DynamoDB connection pool tied up when interrupting
Describe the bug
In my service, I was time limiting a block of code which involved dynamodb queries and eventually after enough timeouts, I am seeing the following error: SdkClientException: Unable to execute HTTP request: Timeout waiting for connection from pool. It appears that if i interrupt the ddb client, then the connection is forever tied up and there is no available connection to make further calls
After several runs, i noticed that if i run future.cancel(false) (no interrupt) vs future.cancel(true) the service remains stable, but the threads are allowed to finish. I verified with the java sdk client metrics that LeasedConcurrency goes up and never goes back down.
Expected behavior
When ddb client aborts due to interrupt (AbortedException), the http connection is released.
Current behavior
When ddb client aborts due to interrupt, the http connection is NOT released therefore eventually depleting the http pool connection.
Steps to Reproduce
Something like this:
final Future future = executorService.submit(() -> {
// some longer running ddb calls
}
final Object response;
try {
response = future.get(MS_LIMIT_TO_RESPOND, TimeUnit.MILLISECONDS);
} catch (TimeoutException exception) {
LOG.warn("Took longer than allotted {} ms to generate response.", MS_LIMIT_TO_RESPOND, exception);
} catch (InterruptedException | ExecutionException exception) {
LOG.error("Failed to generate response", exception);
} finally {
// If .cancel(true), then the thread will try to be interrupted, causing the issue.
future.cancel(true);
LOG.info("Returning response {}", response);
}
Possible Solution
Other tickets i saw with connection pool timeouts were regarding s3 and closing the object to ensure connection is released. I think upon sdk AbortedException or whatever exception for interrupt, the ddb connection should be closed.
Context
I was trying to limit the execution time on my service. If it didn't complete within a time limit, it would return an empty response.
AWS Java SDK version used
2
JDK version used
1.8
Operating System and version
Amazon Linux
My team is also encountering this problem. The investigation we have done seems to indicate that connections leased from the pool are mishandled in org.apache.http.impl.execchain.MainClientExec#execute
If the process is interrupted at the wrong time the connections will be lost. What can we do to fix this? Is it a known Apache client issue?
@andrewyoo @jocull I'm sorry for losing track of this. Are you still experiencing the issue?
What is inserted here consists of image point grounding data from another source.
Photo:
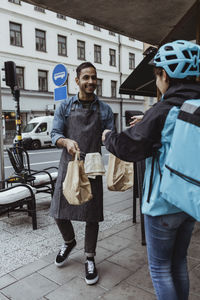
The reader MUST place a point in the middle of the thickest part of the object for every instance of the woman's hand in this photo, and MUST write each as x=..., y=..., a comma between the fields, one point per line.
x=104, y=134
x=135, y=119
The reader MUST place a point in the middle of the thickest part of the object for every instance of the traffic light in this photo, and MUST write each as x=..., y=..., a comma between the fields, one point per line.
x=10, y=74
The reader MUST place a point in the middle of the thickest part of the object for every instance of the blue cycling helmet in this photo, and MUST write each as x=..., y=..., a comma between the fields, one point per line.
x=180, y=59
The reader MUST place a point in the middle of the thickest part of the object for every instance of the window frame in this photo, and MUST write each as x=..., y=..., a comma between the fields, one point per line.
x=62, y=43
x=38, y=39
x=131, y=61
x=99, y=87
x=79, y=22
x=15, y=37
x=112, y=61
x=40, y=78
x=22, y=76
x=97, y=54
x=114, y=95
x=80, y=49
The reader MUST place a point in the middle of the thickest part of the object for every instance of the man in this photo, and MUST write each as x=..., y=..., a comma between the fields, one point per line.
x=78, y=125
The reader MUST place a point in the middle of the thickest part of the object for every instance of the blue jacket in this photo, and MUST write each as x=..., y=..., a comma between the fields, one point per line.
x=150, y=140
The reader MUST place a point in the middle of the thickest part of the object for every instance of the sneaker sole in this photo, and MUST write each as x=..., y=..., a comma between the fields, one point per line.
x=92, y=281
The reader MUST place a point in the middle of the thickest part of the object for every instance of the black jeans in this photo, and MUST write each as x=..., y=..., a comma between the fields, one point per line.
x=91, y=234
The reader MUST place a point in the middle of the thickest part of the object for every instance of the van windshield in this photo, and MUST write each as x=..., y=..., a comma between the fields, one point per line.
x=29, y=127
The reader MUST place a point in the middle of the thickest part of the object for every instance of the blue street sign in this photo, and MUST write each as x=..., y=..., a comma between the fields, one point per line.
x=59, y=75
x=60, y=93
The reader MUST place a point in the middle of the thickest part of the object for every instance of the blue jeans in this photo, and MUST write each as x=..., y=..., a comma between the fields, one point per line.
x=168, y=238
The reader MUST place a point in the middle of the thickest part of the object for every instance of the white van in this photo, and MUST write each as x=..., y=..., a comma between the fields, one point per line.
x=36, y=133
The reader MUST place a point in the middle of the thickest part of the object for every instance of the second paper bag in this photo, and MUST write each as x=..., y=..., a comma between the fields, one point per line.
x=76, y=186
x=119, y=174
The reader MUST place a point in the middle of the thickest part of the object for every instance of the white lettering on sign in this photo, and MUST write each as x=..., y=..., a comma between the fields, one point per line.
x=59, y=75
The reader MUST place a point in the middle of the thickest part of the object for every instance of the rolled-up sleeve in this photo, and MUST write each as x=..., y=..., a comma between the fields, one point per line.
x=58, y=124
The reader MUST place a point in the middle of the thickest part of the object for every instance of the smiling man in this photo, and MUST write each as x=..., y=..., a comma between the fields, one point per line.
x=78, y=125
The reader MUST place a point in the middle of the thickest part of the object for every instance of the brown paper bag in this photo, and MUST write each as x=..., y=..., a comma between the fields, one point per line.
x=76, y=186
x=119, y=174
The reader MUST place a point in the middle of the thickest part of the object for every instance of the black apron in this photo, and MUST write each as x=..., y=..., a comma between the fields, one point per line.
x=83, y=126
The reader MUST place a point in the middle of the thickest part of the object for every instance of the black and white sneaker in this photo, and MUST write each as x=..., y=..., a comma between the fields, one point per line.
x=64, y=252
x=91, y=274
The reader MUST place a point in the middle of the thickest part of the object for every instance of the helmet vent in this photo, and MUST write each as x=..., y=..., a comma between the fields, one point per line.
x=185, y=67
x=168, y=48
x=173, y=67
x=185, y=52
x=170, y=57
x=193, y=68
x=194, y=52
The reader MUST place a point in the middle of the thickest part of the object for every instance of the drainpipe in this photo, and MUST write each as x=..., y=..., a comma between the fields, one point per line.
x=120, y=81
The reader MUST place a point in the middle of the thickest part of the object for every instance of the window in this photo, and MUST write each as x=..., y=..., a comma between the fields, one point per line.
x=15, y=1
x=59, y=16
x=111, y=33
x=40, y=9
x=112, y=57
x=15, y=34
x=80, y=22
x=81, y=50
x=113, y=88
x=131, y=61
x=40, y=36
x=20, y=77
x=42, y=80
x=97, y=28
x=99, y=87
x=97, y=54
x=62, y=45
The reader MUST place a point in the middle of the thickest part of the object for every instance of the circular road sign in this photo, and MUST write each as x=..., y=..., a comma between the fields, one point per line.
x=59, y=75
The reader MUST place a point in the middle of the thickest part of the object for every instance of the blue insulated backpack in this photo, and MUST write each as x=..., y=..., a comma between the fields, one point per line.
x=180, y=182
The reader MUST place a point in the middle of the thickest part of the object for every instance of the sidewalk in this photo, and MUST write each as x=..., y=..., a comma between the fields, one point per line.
x=27, y=270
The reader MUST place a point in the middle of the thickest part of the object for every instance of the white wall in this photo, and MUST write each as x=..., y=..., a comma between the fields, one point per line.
x=32, y=60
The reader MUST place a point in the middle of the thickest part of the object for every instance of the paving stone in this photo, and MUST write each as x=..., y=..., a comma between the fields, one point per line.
x=192, y=263
x=114, y=243
x=76, y=289
x=194, y=276
x=141, y=279
x=32, y=287
x=2, y=297
x=64, y=274
x=29, y=269
x=6, y=280
x=101, y=254
x=125, y=291
x=111, y=274
x=129, y=258
x=114, y=229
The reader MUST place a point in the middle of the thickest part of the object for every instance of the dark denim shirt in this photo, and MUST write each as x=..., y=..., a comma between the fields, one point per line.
x=63, y=111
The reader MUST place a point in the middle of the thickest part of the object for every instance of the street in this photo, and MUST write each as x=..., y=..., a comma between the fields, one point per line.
x=44, y=158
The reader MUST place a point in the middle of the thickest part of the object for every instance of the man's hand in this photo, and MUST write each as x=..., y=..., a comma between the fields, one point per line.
x=104, y=134
x=71, y=145
x=135, y=119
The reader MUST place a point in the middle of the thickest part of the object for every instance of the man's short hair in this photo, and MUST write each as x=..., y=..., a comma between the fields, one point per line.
x=84, y=66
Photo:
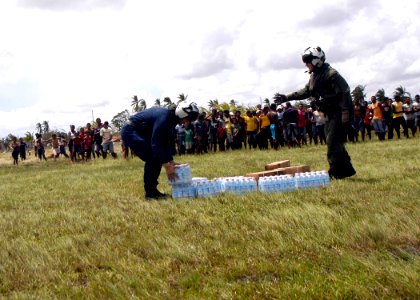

Are you closing the data stream after it's consumed from the query response? Issues with connections that are not being released are usually associated with the resources not being properly closed.
@debora-ito I don't understand your question with regards to this ticket. In my use case, I had a ddb client (DynamoDbClient.create()) and i was interrupting a query. Because i was interrupting early, there was no response or data stream to close.
As for am I still experiencing it? I avoiding interrupting the ddb requests so I wouldn't have this issue, so i can't confirm if it still is a problem.
Our situation was the same as Andrew's - setting an interrupt on the thread running the request. We resorted to making requests with the async SDK and blocking on the results, but I would honestly prefer not to. It has been a year and we have not tried this again.
I did mention above the suspect code in the Apache library. It's possible that has been patched now but I have not revisited Apache change logs.
We released a fix via https://github.com/aws/aws-sdk-java-v2/pull/4066.
The fix is available on Java SDK version 2.20.83.
@andrewyoo @jocull I know the fix is not easy to test due to the nature of the issue and because you changed to async, but let us know of any other issues you find after upgrading to a newer version.
@debora-ito We applied the synchronous SDK again with the new version and tested both locally and in a load tested environment. We could not reproduce the issue this time so I believe it fixed. Thank you! 😄